私は素早くスマホを操作して添付ファイルの写真を確認して、
「────っ!?」
思わず息を呑んだ。
「ああ……」
なんて、綺麗……。
日向勇輝から送られてきた写真には、こちらに向かってやや恥ずかしそうに、困ったような微笑みを浮かべているステラが写し出されていた。
きっと、あの日向という少年に写真を求められて、照れながら撮影に応じたのだろう。
戦いの時に見せる覚悟を決めた凛々しい顔も素敵だけど、優しく微笑む顔も魅力的で抱擁力のようなものを感じて、これは……。

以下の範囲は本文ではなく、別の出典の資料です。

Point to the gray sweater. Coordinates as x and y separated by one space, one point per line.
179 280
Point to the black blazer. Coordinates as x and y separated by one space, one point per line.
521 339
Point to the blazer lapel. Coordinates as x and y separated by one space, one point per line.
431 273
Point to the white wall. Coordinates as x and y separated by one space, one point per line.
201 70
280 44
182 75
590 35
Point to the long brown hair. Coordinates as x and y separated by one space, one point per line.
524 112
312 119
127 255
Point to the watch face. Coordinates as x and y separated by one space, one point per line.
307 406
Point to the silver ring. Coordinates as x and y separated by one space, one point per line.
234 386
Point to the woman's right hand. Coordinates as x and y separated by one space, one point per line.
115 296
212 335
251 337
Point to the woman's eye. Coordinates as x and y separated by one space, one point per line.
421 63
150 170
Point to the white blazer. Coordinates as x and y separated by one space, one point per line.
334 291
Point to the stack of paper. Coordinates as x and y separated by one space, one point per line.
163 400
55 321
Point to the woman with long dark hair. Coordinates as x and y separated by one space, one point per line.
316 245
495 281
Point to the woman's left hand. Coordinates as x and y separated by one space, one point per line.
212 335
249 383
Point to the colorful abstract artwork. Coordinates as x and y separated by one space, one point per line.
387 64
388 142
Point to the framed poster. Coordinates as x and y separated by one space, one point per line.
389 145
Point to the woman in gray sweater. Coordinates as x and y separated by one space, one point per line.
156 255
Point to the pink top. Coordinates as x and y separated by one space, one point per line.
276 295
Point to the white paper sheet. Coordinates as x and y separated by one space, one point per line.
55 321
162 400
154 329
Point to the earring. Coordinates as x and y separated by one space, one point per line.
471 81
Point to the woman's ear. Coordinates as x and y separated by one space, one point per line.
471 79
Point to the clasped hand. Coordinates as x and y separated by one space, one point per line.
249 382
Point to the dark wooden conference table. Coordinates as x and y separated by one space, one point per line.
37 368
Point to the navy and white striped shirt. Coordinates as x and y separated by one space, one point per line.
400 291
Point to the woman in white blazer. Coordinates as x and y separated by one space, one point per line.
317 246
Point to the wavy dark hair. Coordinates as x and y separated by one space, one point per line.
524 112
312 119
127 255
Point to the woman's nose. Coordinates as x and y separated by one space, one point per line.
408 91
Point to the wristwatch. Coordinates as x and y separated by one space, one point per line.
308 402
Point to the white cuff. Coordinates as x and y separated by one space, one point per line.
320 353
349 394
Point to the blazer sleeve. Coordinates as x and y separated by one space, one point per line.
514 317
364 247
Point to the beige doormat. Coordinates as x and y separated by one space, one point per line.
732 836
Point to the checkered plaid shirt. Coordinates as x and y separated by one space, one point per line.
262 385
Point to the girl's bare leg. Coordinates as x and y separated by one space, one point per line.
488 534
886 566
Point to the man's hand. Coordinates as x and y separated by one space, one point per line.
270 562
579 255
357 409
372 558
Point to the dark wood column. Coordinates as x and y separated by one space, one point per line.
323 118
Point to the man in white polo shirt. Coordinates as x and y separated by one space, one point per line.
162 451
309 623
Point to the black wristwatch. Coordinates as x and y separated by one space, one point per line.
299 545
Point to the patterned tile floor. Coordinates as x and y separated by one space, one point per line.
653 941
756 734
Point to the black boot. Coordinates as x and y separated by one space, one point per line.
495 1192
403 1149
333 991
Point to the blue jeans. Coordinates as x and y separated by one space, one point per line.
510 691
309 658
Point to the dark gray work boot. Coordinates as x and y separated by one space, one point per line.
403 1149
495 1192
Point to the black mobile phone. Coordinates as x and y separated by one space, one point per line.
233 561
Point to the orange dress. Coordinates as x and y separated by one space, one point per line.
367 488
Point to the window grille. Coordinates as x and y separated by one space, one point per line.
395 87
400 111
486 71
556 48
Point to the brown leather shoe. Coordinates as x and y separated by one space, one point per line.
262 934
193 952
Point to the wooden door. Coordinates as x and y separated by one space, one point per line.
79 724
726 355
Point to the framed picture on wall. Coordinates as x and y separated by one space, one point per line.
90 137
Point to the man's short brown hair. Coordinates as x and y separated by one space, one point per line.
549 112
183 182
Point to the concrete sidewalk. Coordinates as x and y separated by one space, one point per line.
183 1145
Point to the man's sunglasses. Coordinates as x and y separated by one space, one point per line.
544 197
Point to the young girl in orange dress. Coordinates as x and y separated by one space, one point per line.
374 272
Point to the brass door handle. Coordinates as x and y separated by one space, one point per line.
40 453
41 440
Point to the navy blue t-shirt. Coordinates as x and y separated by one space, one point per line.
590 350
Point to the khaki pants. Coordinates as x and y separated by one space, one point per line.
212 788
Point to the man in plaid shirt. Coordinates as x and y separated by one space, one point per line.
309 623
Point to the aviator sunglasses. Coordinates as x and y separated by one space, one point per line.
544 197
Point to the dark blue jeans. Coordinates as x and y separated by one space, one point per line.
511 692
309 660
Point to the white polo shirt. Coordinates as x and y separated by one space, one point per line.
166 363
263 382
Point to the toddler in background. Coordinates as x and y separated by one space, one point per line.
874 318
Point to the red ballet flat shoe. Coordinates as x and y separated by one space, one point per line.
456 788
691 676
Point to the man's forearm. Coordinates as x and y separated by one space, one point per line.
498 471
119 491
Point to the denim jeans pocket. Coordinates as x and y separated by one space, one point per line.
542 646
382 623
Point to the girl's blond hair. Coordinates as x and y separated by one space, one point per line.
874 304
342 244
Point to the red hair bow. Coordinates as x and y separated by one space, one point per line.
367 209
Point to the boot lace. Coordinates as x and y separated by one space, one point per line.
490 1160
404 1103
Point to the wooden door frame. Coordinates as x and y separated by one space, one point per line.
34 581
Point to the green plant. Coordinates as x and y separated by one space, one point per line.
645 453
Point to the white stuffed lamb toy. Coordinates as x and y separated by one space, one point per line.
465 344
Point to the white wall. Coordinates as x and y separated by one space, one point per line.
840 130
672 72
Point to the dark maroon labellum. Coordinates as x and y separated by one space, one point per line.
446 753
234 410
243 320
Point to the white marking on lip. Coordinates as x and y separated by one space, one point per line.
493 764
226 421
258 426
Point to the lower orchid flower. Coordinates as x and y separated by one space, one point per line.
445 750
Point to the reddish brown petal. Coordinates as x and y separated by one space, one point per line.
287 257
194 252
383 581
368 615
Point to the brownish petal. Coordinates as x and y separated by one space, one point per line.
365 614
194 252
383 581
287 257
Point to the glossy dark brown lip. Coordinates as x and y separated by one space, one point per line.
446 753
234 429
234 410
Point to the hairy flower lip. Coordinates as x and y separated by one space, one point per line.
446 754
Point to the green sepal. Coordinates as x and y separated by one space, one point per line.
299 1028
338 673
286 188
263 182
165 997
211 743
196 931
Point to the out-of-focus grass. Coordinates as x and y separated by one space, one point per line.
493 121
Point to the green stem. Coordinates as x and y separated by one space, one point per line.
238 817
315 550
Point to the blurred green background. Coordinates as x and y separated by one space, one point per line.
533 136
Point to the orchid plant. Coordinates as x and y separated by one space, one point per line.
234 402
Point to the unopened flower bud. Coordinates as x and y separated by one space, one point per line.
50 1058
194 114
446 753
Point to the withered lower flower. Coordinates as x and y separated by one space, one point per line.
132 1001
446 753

「あのー……美月? なんか顔赤いし、陶酔しちゃってるけど……美月? おーい……」
バロンが私に呼びかけている。
けど、どこか遠くから聞こえてくるように感じる。
それぐらい、私はステラの美しさに心を奪われてしまっていた。
「ステラ……」
同じ力を持ちながら私と対立して魔法少女を庇う、いずれ倒さなければいけない宿敵。
敵意以外の感情を彼女に持ってはいけない。そう心に決めていたのに……。
────けれど、もうこれは認めるしかない。
私は彼女の──マジカル・ステラの美しさと強さに、どうしようもなく心を奪われてしまったのだと。